VII. REPRYZA

65 9 19
                                    

Ubrana w wystrzępioną suknię panna młoda, której ciało znajdowało się w trakcie rozkładu, wyciągnęła patykowate ręce ku młodzieńcowi. Trzymając się za serce, chłopak przywarł plecami do muru i nie odrywał oczu od umarłej ani nie ruszał się z miejsca. Z drugiej strony ulicy olbrzymi wilk drapał w drzwi jednego z domów, zupełnie ignorując resztę otoczenia.

Biedronka wycofała się za komin i przetarła zaspane oczy.

— Wątpię, żeby to, co dzieje się na ulicach było największym problemem. Trzeba dotrzeć do źródła — oznajmiła z taką energią, jaką tylko mogła wykrzesać z siebie w środku nocy. — Nie sądzisz, że sytuacja jest znajoma?

— Brakuje tylko dziecka, które latałoby nam nad głowami na poduszce — odparł Czarny Kot. — To trochę mało kreatywne ze strony Władcy Ciem, że jako pierwszą akumę po swoich wakacjach wysyła coś, co już było.

— Co znamy, będzie łatwiej pokonać. — Biedronka zasłoniła usta, by stłumić ziewnięcie. — Jednak mam nadzieję, że nie jest to ta sama akuma, a Władca Ciem się opamiętał i nie atakuje już dzieci.

Czarny Kot uniósł brwi.

— Wciąż się łudzisz, że on ma serce?

Odwróciła wzrok od chłopaka. Patrzenie na niego za bardzo bolało.

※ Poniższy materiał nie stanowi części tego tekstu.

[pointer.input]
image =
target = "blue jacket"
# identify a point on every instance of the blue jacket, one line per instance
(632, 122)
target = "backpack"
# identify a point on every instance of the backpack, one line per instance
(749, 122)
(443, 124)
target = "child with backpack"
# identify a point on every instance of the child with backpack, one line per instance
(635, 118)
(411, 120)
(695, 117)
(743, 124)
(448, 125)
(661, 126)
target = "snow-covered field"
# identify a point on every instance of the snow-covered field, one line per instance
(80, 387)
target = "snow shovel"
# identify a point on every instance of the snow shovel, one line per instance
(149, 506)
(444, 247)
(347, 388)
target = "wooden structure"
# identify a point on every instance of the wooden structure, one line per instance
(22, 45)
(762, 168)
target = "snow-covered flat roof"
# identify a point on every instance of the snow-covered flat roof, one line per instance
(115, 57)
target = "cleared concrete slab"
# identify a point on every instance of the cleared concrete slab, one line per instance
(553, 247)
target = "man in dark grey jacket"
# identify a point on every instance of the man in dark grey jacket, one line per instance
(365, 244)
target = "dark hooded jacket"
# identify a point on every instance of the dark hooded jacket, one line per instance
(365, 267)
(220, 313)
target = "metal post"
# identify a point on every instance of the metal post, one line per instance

Minęły zaledwie trzy dni, od kiedy ją odrzucił. Nie potrafiła zapomnieć.

Spojrzała w niebo, ale nie zobaczyła tam niczego poza ciemnymi chmurami, które przysłoniły gwiazdy i księżyc. Żadnej pomocy, żadnej wskazówki, żadnej rady.

— Wywabimy go. Pomogę tamtemu biedakowi, zanim dostanie ataku serca. — Biedronka przygotowała jo-jo. — Miej oczy dokoła głowy, nie chcemy znowu zostać trafieni.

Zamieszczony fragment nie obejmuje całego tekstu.